Investment Thesis — Knife River Corporation
Knife River Corporation (KNF) is mispriced as a cyclical basic materials company, with the market underestimating the sustained, multi-year revenue and margin tailwinds from the Infrastructure Investment and Jobs Act. Its current valuation doesn't fully reflect the predictable, long-duration demand for its essential construction materials and services.
Catalysts
- Acceleration of federal infrastructure project awards and funding disbursements.
- Stronger-than-expected pricing power and margin expansion in aggregates and asphalt segments.
- Successful integration of strategic bolt-on acquisitions expanding geographic reach or product offerings.
Risk Factors
- Slower-than-anticipated deployment of IIJA funds or political shifts impacting infrastructure spending.
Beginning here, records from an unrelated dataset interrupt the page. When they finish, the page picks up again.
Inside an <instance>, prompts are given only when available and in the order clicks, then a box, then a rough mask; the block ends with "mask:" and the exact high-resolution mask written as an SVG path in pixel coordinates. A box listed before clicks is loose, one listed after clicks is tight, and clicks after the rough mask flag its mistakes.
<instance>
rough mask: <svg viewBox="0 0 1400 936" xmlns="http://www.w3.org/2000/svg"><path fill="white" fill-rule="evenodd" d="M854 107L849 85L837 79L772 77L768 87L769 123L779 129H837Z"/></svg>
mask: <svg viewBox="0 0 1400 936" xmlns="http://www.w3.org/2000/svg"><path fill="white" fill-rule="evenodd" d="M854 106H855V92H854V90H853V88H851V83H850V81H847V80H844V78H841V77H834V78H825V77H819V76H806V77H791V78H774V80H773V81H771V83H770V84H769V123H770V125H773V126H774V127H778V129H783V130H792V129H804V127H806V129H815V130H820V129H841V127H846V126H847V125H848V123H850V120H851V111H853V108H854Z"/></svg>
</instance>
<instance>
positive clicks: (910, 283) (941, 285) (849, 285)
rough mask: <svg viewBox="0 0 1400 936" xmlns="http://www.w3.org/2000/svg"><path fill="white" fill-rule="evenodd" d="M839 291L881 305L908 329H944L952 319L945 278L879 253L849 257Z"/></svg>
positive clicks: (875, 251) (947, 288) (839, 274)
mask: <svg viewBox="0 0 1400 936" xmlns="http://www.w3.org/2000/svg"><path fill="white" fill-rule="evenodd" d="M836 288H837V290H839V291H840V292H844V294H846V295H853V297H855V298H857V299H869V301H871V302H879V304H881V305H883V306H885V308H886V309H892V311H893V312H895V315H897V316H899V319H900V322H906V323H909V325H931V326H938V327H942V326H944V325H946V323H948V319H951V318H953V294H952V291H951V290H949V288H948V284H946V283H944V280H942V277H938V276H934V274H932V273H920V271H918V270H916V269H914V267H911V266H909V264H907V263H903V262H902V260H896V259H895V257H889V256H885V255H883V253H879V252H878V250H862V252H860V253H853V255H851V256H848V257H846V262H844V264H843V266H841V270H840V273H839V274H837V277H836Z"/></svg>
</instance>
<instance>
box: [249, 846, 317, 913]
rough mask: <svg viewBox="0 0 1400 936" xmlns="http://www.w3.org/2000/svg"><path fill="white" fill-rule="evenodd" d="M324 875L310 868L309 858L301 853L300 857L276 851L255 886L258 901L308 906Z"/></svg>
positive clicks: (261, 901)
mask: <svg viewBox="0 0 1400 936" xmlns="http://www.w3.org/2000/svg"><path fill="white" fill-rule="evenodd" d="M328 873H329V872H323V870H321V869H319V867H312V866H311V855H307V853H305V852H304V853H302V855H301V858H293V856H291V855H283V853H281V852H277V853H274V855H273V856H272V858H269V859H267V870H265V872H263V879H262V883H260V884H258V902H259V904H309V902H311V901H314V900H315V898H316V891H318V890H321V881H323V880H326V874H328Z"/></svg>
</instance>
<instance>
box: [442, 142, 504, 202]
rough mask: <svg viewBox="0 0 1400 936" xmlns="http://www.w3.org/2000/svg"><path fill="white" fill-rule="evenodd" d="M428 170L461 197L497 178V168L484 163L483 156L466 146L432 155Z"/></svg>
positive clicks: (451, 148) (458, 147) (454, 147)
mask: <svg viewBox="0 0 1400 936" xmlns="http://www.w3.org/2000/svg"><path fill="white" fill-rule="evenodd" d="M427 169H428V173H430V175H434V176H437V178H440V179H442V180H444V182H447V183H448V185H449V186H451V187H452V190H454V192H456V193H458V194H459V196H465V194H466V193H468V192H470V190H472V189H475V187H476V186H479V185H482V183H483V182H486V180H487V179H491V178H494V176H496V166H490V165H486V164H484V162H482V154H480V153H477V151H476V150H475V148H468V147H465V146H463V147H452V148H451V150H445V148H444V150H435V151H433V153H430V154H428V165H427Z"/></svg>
- Significant increases in input costs (e.g., asphalt, fuel, labor) that cannot be fully passed on to customers.
- A broad economic recession leading to a slowdown in non-infrastructure construction and private sector projects.
Key Debates
KNF's 27.26x Fwd P/E contracts to 20x by Q4 without 6%+ Net Margin.
Gross Margin expands 100bps to 19.4% by H2 2024 from pricing power.
ROE will exceed 12% by Q3 2024, justifying its 3.02x P/B multiple.